One way to answer this question is by evaluating the different components that make up your assistant. For example, you can measure the accuracy of intent detection, entity extraction, and action selection. While these metrics are certainly meaningful, the accuracy of these individual components doesn’t tell you how well your assistant performs as a whole. After all, these metrics are entirely unaware of the task that the assistant is supposed to handle.
Instead, you can approach this question by defining and measuring task-specific evaluation criteria, such as how often task success, task failure, dialogue completion, and human handoff occur. You can think of these as your bot's key performance indicators (KPIs).
This is where the new markers feature comes in. Markers give you a language to describe important events in your dialogue and a method for recording when these critical events occur. More precisely, markers are conditions that allow you to define and mark points of interest in dialogues. When the conditions are met, the dialogues are “marked” for further analysis.
Example: moodbot
In Rasa, a dialogue is represented as a sequence of events. These events include bot actions, detected user intents, and slots. Markers allow you to describe conditions over such events.
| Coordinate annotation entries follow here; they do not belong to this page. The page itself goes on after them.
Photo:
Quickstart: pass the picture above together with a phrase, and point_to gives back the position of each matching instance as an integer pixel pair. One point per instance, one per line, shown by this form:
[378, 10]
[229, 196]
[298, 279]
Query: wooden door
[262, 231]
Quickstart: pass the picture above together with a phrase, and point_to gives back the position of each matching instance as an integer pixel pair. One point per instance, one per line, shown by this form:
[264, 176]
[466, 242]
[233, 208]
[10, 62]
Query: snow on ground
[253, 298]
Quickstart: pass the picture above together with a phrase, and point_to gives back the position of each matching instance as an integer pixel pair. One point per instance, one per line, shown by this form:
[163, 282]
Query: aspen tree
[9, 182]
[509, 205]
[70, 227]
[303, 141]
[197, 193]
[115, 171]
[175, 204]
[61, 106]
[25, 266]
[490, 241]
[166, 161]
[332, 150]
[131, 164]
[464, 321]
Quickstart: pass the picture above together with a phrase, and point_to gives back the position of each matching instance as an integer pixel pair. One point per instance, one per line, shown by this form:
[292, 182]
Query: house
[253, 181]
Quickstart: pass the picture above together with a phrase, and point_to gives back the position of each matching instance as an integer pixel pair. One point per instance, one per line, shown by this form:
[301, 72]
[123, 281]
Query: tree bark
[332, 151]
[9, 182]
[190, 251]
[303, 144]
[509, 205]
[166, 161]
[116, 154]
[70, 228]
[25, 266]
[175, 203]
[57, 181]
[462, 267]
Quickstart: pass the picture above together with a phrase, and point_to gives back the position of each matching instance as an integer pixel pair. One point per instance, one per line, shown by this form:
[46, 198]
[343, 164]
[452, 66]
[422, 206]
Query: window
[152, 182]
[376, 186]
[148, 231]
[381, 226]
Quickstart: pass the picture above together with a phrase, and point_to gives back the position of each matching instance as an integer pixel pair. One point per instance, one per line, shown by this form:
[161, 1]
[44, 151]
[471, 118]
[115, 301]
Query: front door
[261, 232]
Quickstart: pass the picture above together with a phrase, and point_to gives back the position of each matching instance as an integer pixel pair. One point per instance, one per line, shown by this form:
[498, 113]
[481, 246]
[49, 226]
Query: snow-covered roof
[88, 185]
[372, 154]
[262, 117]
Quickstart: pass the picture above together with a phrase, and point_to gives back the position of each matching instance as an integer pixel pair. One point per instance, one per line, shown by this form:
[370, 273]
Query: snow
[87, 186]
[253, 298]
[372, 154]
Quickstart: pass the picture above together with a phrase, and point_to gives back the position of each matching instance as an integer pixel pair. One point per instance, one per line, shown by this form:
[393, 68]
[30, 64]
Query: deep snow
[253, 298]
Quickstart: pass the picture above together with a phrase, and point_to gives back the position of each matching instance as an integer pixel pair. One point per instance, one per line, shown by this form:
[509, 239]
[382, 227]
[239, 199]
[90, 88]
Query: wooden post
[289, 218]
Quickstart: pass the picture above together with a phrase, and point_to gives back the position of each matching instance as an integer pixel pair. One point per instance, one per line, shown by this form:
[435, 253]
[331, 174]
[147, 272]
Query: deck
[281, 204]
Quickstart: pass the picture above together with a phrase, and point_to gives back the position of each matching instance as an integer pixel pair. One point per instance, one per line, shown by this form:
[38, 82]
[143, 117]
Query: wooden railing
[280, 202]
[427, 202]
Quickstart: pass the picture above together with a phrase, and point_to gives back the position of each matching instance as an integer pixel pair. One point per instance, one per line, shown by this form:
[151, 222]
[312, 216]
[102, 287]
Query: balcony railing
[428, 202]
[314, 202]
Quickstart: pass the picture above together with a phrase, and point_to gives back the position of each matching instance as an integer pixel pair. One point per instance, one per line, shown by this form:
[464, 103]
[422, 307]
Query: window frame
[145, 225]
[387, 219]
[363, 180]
Markers allow you to describe conditions over such events and track them for further analysis.
For example, let’s take moodbot. Moodbot is the assistant you get when you run rasa init
. Moodbot is tasked with cheering up users when they express an unhappy mood. In this case, task success for moodbot can be defined as “successfully cheering up a user when they express an unhappy mood”. You can express this as a marker in a markers.yml
file with the following syntax:
In the case of moodbot, we can also think of a marker that indicates a task failure. Task failure can be defined as “failing to cheer up a user when they express an unhappy mood”. Again, this can be expressed as a marker:
Let’s discuss an example that demonstrates how these markers might trigger. Suppose we have the following dialogue sequence.
Text
User: Hello
Bot: Hi How are you?
User: I’m sad
Bot: Here’s something to cheer you up.
Bot: Did that help?
User: Yes!
These messages are related to intents and actions. Let’s add those.
Text Events
User: Hello intent: greet
Bot: Hi How are you? action: utter_greet
User: I’m sad intent: mood_unhappy
Bot: Here’s something to cheer you up. action: utter_cheer_up
Bot: Did that help? action: utter_did_that_help
User: Yes! intent: affirm
Given these events, Rasa can now determine if a marker applies. For example, the marker_cheer_up_success will apply once the entire sequence is satisfied.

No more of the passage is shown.